1. Load the Initial Map:

• Open the main.py file.
• Define the initial game map within a docstring. The map layout should start with the number of rows and columns separated by a space on the first line.

2. Map Layout Format:

• Each subsequent line represents a row in the map.
• Each element in a row, separated by a space, represents a column entry.

3. Map Symbols and Their Meanings:

• X: Obstacle
• G: Goal
• B: Box
• P: Player
• Numeric values in each cell denote energy costs for movement.

4. Execution Process:

• When you run the program, the input map is initially converted into a string.
• The program then calculates the number of rows and columns in the map and creates an instance of the MapState class.
• Using this instance, each algorithm is invoked sequentially, returning specific solution results.

MapState Class

The MapState class represents the current state of the Sokoban game, including the positions of the player, balls, goals, and obstacles. It includes methods for updating the game state based on player movements, obstacle movements, and checking if a ball is in a goal.

__init__(self, numberOfRows, numberOfColumns, inputMapString, move="", depth=0, cost=0, parent=None)

Initializes the map of the game and sets the locations of the player, balls, goals, and obstacles.

OpstaclesUpdator(self)

Updates the location of obstacles in the map based on their direction and returns the updated map and obstacles.

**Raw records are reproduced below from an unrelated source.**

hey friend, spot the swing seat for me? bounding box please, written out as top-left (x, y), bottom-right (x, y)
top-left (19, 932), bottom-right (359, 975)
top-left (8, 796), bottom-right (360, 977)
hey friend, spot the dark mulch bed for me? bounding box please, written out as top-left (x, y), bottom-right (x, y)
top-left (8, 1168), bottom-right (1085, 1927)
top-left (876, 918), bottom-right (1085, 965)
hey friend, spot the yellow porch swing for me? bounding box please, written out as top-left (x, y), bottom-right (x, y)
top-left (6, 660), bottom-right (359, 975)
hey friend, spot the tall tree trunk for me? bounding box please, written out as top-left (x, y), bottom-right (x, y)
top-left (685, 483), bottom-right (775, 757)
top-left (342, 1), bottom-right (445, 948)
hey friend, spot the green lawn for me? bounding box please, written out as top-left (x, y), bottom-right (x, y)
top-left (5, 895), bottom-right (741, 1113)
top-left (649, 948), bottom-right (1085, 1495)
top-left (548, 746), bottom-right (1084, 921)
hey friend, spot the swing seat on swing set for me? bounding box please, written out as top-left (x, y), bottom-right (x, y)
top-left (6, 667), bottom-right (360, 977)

PlayerMover(self, direction: str)

Moves the player in the map based on the specified direction and returns the updated map, player location, and ball locations.

checkIfBallIsInGoal(self)

Checks if any ball is in a goal and returns the updated map, ball locations, and goal locations.

__copy__(self, move="", depth=0, cost=0)

Creates and returns a copy of the current game state.

__lt__(self, other)

Compares two states based on their costs.

Successor Function

Generates and returns the successor states of the current Sokoban game state based on possible player movements.

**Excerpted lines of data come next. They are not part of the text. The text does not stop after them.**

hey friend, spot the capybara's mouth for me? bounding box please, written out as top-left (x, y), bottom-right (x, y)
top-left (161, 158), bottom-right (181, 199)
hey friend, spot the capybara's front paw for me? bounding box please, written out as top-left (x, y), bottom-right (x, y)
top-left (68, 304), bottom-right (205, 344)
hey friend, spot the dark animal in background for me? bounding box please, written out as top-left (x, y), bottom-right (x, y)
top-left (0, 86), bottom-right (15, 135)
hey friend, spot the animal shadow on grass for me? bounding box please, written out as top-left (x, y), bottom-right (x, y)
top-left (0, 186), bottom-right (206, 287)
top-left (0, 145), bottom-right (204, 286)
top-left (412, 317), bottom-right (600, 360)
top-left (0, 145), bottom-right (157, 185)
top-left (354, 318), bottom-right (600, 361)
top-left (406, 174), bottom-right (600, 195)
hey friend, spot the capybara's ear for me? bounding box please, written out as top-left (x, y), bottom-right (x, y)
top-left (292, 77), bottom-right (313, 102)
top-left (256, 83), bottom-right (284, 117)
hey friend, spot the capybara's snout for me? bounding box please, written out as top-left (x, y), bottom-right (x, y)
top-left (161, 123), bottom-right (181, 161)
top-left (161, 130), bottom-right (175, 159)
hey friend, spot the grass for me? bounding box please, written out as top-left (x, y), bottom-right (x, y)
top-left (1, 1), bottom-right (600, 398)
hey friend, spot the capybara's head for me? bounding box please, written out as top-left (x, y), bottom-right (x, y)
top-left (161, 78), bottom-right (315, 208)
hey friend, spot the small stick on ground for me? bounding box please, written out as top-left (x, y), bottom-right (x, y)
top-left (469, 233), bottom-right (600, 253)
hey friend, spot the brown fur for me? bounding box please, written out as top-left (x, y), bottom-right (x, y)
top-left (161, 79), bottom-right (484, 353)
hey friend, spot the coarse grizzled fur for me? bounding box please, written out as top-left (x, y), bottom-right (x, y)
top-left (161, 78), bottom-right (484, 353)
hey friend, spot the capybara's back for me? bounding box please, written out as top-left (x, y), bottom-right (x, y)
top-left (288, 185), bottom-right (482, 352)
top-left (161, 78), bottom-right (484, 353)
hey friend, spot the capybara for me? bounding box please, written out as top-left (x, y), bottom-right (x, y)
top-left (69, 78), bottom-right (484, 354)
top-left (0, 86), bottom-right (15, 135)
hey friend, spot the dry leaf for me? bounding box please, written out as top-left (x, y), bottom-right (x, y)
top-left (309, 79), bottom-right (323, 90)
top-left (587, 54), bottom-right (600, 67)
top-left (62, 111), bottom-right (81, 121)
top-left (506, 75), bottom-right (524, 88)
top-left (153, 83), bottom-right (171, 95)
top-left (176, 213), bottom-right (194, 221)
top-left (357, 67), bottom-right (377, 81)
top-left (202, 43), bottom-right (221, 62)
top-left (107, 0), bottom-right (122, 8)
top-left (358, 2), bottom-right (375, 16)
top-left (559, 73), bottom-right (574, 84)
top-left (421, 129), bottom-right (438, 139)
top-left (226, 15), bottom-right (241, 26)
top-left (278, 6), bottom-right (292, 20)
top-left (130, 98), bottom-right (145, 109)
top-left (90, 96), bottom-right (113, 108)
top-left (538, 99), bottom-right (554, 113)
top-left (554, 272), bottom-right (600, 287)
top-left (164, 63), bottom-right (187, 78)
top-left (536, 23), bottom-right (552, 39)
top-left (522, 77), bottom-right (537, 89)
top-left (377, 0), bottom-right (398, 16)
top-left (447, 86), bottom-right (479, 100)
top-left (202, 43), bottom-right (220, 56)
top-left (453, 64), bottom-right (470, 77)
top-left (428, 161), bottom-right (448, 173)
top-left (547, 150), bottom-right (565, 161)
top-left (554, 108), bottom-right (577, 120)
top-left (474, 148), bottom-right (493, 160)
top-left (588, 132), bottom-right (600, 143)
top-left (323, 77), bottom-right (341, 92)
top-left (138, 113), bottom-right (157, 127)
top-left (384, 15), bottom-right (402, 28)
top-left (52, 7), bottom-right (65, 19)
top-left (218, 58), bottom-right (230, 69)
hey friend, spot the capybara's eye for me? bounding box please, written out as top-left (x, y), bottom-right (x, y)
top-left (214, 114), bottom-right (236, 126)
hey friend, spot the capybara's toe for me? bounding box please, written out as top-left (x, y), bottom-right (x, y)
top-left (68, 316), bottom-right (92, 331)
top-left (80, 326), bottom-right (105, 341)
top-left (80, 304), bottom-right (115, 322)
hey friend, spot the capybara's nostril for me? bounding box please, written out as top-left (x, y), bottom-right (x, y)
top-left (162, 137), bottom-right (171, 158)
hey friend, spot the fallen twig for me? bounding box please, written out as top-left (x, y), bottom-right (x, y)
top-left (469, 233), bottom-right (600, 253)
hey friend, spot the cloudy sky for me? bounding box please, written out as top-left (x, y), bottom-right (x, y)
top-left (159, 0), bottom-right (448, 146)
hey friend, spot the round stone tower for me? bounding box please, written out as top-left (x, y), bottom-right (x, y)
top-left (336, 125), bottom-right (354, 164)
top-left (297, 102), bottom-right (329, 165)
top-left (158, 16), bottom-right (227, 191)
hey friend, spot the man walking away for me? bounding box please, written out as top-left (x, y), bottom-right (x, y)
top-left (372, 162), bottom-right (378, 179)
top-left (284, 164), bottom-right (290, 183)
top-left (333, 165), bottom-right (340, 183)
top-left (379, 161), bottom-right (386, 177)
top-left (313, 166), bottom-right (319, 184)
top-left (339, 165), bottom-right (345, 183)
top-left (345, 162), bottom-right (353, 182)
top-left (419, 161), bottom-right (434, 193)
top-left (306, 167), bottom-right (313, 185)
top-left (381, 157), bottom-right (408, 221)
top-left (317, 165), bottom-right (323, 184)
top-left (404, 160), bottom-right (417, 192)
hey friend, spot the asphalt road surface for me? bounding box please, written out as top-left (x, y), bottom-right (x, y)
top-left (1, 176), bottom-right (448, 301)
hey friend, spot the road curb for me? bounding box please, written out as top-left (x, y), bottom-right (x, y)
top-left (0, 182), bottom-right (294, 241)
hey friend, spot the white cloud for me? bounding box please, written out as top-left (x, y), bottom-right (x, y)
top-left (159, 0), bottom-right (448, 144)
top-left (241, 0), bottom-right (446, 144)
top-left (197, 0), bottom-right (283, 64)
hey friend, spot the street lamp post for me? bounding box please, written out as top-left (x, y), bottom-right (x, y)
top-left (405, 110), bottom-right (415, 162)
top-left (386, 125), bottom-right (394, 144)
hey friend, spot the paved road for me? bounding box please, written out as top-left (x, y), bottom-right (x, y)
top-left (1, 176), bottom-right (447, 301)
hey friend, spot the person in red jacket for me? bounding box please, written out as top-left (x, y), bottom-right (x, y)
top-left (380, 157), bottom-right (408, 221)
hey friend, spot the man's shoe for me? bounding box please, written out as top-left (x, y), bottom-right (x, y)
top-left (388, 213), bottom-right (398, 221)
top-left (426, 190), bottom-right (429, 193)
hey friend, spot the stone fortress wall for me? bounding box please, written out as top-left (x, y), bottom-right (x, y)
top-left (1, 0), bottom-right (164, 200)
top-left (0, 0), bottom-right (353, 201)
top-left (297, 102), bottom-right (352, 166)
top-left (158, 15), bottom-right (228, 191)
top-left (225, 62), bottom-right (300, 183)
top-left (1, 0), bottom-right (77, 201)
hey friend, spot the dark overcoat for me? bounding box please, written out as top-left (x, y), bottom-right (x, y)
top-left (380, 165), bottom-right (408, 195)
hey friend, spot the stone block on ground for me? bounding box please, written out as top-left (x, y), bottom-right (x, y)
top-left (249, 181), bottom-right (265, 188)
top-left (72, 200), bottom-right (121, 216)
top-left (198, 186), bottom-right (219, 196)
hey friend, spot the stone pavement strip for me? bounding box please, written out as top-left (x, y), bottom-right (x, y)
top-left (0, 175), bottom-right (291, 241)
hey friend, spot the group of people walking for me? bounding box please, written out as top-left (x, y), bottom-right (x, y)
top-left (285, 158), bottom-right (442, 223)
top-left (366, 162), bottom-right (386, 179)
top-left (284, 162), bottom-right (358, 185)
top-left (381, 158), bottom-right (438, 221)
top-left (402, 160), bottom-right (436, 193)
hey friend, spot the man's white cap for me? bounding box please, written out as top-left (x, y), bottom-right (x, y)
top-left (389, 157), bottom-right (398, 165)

Successor(currentMapState: MapState, visited)

Generates successor states by moving the player in all possible directions and checking for valid game states.

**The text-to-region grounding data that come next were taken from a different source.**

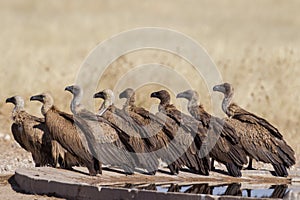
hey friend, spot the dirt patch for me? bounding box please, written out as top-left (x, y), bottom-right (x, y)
top-left (0, 139), bottom-right (64, 199)
top-left (0, 140), bottom-right (34, 174)
top-left (0, 175), bottom-right (12, 185)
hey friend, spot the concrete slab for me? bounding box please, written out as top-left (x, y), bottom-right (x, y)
top-left (14, 167), bottom-right (298, 200)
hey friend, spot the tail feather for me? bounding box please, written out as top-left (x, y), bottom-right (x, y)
top-left (275, 139), bottom-right (296, 167)
top-left (228, 144), bottom-right (248, 166)
top-left (184, 151), bottom-right (210, 176)
top-left (195, 155), bottom-right (210, 175)
top-left (273, 164), bottom-right (288, 177)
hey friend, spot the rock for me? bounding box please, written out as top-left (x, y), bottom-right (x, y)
top-left (4, 165), bottom-right (12, 171)
top-left (4, 134), bottom-right (11, 141)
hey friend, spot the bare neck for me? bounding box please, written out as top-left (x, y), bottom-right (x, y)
top-left (222, 92), bottom-right (233, 116)
top-left (42, 99), bottom-right (54, 115)
top-left (126, 95), bottom-right (135, 107)
top-left (158, 98), bottom-right (170, 112)
top-left (123, 96), bottom-right (135, 112)
top-left (187, 96), bottom-right (199, 110)
top-left (98, 97), bottom-right (114, 116)
top-left (13, 103), bottom-right (24, 113)
top-left (187, 98), bottom-right (210, 121)
top-left (12, 104), bottom-right (25, 121)
top-left (70, 92), bottom-right (83, 115)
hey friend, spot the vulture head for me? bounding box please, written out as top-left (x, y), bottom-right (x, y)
top-left (93, 91), bottom-right (105, 99)
top-left (65, 85), bottom-right (84, 113)
top-left (93, 89), bottom-right (115, 115)
top-left (119, 88), bottom-right (135, 107)
top-left (30, 93), bottom-right (53, 104)
top-left (150, 90), bottom-right (170, 105)
top-left (65, 85), bottom-right (82, 97)
top-left (213, 83), bottom-right (234, 97)
top-left (6, 96), bottom-right (25, 111)
top-left (93, 89), bottom-right (115, 103)
top-left (176, 90), bottom-right (199, 102)
top-left (30, 93), bottom-right (54, 114)
top-left (119, 88), bottom-right (135, 100)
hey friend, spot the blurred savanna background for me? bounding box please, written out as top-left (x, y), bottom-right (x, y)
top-left (0, 0), bottom-right (299, 168)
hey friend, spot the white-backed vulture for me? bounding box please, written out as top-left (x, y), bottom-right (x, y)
top-left (30, 93), bottom-right (100, 176)
top-left (118, 88), bottom-right (207, 175)
top-left (213, 82), bottom-right (295, 177)
top-left (119, 88), bottom-right (188, 175)
top-left (118, 88), bottom-right (157, 148)
top-left (93, 89), bottom-right (159, 174)
top-left (6, 96), bottom-right (53, 167)
top-left (176, 90), bottom-right (248, 177)
top-left (118, 88), bottom-right (174, 155)
top-left (64, 85), bottom-right (137, 174)
top-left (150, 90), bottom-right (211, 175)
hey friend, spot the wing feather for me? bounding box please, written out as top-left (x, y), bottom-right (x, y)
top-left (230, 103), bottom-right (282, 139)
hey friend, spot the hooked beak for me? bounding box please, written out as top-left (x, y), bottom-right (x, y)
top-left (5, 97), bottom-right (14, 104)
top-left (176, 91), bottom-right (188, 99)
top-left (119, 90), bottom-right (127, 99)
top-left (93, 91), bottom-right (105, 99)
top-left (64, 85), bottom-right (74, 93)
top-left (213, 84), bottom-right (225, 93)
top-left (150, 92), bottom-right (158, 98)
top-left (30, 95), bottom-right (43, 102)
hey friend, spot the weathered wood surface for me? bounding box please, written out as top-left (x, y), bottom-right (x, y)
top-left (13, 166), bottom-right (300, 200)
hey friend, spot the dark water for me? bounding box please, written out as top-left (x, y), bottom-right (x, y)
top-left (117, 183), bottom-right (289, 198)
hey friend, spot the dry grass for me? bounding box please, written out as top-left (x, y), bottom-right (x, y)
top-left (0, 0), bottom-right (299, 163)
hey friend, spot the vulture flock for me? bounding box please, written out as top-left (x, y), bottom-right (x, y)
top-left (6, 83), bottom-right (295, 177)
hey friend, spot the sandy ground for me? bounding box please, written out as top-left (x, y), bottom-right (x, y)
top-left (0, 0), bottom-right (299, 199)
top-left (0, 139), bottom-right (65, 199)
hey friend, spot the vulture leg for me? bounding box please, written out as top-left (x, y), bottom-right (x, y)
top-left (225, 163), bottom-right (242, 177)
top-left (246, 158), bottom-right (255, 170)
top-left (93, 157), bottom-right (102, 174)
top-left (168, 163), bottom-right (179, 175)
top-left (35, 163), bottom-right (41, 167)
top-left (211, 158), bottom-right (215, 171)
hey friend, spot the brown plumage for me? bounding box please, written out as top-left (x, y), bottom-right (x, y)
top-left (65, 85), bottom-right (137, 174)
top-left (176, 90), bottom-right (248, 177)
top-left (30, 93), bottom-right (100, 176)
top-left (51, 140), bottom-right (81, 169)
top-left (213, 82), bottom-right (295, 177)
top-left (118, 88), bottom-right (158, 148)
top-left (150, 90), bottom-right (211, 175)
top-left (118, 88), bottom-right (206, 175)
top-left (7, 96), bottom-right (80, 169)
top-left (94, 89), bottom-right (159, 174)
top-left (6, 96), bottom-right (54, 167)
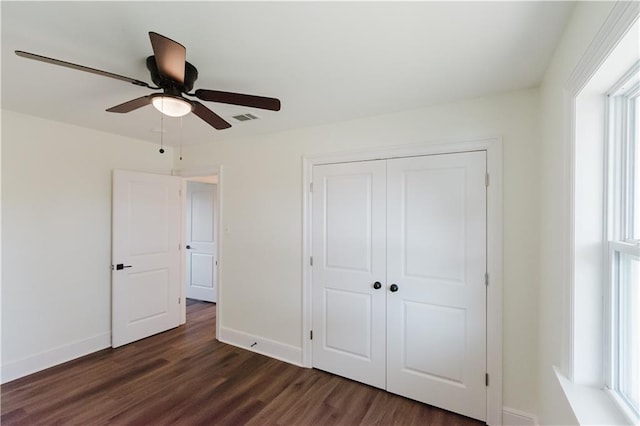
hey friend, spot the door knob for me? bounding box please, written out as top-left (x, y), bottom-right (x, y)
top-left (186, 245), bottom-right (191, 249)
top-left (115, 264), bottom-right (132, 270)
top-left (373, 281), bottom-right (382, 289)
top-left (389, 284), bottom-right (399, 292)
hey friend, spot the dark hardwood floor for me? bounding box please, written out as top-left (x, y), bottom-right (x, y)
top-left (1, 300), bottom-right (484, 425)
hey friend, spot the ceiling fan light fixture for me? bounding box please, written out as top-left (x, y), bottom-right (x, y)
top-left (151, 95), bottom-right (192, 117)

isValidState(currentMapState: MapState)

Verifies the validity of a given game state.

PathReconstructor

Reconstructs the sequence of moves that led to the goal state, starting from the current state and following the parent states backwards.

GoalStateChecker

Checks if the current state of the game is the goal state, meaning all balls have been placed on their corresponding goal locations.

manhattanDistance Function

Calculates the Manhattan Distance between two points on a grid.

Heuristic Function

Computes a heuristic value for the current state based on the Manhattan distance between the player and the closest ball, as well as between the ball and the closest goal.

Algorithms

• BFSAlgorithm: Implements Breadth-First Search (BFS) to explore game states level by level.
• DFSAlgorithm: Implements Depth-First Search (DFS) using a stack to explore game states.
• DLSAlgorithm: Implements Depth-Limited Search (DLS) with a specified depth limit.
• IDSAlgorithm: Implements Iterative Deepening Search (IDS) by calling DLS iteratively.
• aStarSearch: Implements A* search using a priority queue and heuristic values.
• greedyBestFirstSearch: Implements Greedy Best-First Search (GBFS) prioritizing states with the lowest heuristic value.
• IDAstarSearch: Implements Iterative Deepening A* (IDA*) combining depth-first search with A* heuristic and iterative deepening.